There is an unlimited marital estate tax exclusion. This gives you the ability to transfer any amount of property to your spouse tax-free as long as your spouse is an American citizen.
The exclusion has been portable since 2011. In this context, the term “portability” is used to describe the ability of a surviving spouse to use the exclusion that was earmarked for their deceased spouse.
Federal Gift Tax
If you are thinking that you will simply give gifts to your loved ones while you are alive to avoid the estate tax, we have some bad news to pass along. There is a federal gift tax that is in place to close this window of opportunity. The gift tax is unified with the estate tax, and the exclusion is a unified exclusion that applies to lifetime gift-giving along with postmortem asset transfers.
However, there is an additional $17,000 per year, per person exclusion. You are free to give this much to an unlimited number of gift recipients each year without incurring any gift tax liability.
Zeroed-Out GRAT
Now that we have shared the necessary introductory information, we can get to the grantor retained annuity trust or GRAT.
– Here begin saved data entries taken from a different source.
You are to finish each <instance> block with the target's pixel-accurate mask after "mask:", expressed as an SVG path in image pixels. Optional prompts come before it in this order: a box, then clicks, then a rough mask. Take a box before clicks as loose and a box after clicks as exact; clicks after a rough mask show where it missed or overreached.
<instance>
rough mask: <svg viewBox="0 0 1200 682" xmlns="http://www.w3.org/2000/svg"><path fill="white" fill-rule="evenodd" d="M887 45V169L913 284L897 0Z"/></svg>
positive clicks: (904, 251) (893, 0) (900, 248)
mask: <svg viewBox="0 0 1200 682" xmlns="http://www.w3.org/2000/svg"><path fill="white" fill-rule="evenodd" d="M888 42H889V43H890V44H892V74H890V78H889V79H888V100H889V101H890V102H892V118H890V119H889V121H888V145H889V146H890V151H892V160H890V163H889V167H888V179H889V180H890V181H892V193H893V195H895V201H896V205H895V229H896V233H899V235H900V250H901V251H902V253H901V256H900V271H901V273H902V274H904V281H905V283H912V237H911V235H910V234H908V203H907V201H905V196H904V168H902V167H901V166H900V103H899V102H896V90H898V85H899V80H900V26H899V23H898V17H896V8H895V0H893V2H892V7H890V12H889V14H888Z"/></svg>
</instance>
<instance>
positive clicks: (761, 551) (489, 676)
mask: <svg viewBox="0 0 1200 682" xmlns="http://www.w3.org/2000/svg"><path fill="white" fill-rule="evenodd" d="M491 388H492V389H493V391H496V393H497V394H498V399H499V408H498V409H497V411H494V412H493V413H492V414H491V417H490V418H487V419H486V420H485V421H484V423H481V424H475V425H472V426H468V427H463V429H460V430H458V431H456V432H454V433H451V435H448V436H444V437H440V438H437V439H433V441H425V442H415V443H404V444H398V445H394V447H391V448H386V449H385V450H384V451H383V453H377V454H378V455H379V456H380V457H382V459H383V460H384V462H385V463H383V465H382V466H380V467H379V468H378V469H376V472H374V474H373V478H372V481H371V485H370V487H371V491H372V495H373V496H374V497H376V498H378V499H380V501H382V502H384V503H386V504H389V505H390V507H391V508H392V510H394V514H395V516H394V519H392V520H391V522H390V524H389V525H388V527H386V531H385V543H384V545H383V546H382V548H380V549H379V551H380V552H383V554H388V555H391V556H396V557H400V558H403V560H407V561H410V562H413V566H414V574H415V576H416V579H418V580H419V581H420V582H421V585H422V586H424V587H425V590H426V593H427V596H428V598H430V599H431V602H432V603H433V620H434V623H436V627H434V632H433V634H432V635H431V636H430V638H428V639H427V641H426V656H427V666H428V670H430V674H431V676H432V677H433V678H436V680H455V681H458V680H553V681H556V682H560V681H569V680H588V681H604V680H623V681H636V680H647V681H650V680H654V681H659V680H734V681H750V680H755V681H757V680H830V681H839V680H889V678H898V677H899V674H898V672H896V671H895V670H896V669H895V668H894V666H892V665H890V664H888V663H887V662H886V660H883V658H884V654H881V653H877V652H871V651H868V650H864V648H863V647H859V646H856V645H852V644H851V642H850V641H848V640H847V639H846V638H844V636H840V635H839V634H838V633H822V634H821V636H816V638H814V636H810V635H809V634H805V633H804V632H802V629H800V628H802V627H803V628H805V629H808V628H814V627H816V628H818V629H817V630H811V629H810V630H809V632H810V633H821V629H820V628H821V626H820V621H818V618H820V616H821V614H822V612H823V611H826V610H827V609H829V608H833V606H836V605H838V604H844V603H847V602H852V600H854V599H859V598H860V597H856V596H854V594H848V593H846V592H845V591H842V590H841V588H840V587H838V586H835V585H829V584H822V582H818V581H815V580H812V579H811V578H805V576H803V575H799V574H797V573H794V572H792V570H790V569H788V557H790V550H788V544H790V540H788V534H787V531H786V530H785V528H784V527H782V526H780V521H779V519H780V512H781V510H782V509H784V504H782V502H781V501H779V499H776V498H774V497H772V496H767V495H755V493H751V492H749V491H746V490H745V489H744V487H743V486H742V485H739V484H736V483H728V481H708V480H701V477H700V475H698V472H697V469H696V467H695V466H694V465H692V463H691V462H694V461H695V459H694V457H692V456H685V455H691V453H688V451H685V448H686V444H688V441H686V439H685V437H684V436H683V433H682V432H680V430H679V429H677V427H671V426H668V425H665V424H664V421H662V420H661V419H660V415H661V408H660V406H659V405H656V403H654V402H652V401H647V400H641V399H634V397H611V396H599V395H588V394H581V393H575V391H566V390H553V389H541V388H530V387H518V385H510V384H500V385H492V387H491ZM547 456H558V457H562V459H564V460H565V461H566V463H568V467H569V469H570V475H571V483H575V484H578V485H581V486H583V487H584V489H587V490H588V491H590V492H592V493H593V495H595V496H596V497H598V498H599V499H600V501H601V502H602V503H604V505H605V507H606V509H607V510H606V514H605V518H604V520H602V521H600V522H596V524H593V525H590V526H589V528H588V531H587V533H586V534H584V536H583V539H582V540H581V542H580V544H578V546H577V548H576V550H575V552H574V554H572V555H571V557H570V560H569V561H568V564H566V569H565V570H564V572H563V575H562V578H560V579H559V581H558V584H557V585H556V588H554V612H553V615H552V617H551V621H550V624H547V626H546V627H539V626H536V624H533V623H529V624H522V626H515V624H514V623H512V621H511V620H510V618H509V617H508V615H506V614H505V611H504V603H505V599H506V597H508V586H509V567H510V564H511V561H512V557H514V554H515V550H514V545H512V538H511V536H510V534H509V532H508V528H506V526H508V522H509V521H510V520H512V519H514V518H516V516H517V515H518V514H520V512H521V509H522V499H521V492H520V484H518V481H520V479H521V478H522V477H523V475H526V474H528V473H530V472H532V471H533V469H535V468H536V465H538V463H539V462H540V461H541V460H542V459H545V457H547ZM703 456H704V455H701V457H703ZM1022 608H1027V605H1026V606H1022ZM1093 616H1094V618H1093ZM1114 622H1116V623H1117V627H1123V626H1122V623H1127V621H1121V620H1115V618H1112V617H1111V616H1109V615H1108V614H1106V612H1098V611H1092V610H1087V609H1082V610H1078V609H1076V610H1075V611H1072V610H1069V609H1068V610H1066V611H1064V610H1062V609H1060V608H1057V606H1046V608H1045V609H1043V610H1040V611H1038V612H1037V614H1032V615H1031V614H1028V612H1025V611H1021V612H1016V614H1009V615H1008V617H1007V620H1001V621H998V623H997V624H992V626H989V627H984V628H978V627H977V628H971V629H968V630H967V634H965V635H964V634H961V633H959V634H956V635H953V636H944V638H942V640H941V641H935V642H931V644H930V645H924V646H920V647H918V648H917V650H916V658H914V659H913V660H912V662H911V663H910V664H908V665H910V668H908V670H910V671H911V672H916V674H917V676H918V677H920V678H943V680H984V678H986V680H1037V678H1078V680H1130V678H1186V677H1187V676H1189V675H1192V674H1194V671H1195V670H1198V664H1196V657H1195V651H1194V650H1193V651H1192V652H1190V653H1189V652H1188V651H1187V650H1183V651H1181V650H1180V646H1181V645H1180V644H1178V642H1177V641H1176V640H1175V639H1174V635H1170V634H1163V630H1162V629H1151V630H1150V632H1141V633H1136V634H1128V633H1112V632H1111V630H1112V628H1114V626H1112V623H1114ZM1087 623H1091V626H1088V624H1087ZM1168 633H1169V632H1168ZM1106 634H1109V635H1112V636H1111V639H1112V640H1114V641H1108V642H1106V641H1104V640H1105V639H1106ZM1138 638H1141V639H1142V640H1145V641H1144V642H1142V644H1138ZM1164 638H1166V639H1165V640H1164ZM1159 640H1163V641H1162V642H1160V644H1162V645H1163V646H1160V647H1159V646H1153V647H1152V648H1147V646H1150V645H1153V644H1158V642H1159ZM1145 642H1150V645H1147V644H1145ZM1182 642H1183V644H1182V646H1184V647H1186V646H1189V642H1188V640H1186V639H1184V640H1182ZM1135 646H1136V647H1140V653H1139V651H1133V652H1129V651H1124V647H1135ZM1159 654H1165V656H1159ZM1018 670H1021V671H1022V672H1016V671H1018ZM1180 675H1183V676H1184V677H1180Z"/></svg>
This strategy could be effective if you are in possession of highly appreciable assets and interest rates are relatively low. The way that it works is you convey the appreciable assets into the trust, and you decide on the length of the trust term. In so doing, you remove the assets from your taxable estate.
In the trust declaration, you name a beneficiary who would assume ownership of anything that may remain in the trust after the expiration of the term. As the donor, you receive annuity payments from the trust throughout the length of the term.
Gift Tax Implications
Since a beneficiary may be assuming ownership of a remainder, the gift tax is potentially applicable. To account for this, the Internal Revenue Service applies anticipated interest to the value of the trust for gift tax purposes. They apply 120 percent of the federal midterm rate; this is called the Section 7520 rate or hurdle rate.
To gain estate tax efficiency, you want to “zero out” the grantor retained annuity trust. You do this by accepting annuity payments that are going to be equal to the entire taxable value of the trust. Theoretically, at the end of the trust term, there would be nothing left for the beneficiary. The GRAT would be zeroed out.
However, in the real world, assets do not necessarily grow at exactly 120 percent of the federal midterm rate. Obviously, this is especially true when the rate is very low like it was for an extended period of time prior to 2022.
If the appreciation exceeds the amount that was applied by the Internal Revenue Service, there will in fact be a remainder left in the trust after the expiration of the term. The beneficiary would assume ownership of the remainder without incurring any gift tax exposure.
Alternate Tax Efficiency Strategies
This may not be the ideal time to utilize the grantor retained annuity trust in light of interest rates. However, experts expect them to start to stabilize and start to go down in the relatively near future. And remember, this is just one of many tax efficiency tools in the estate planning toolkit.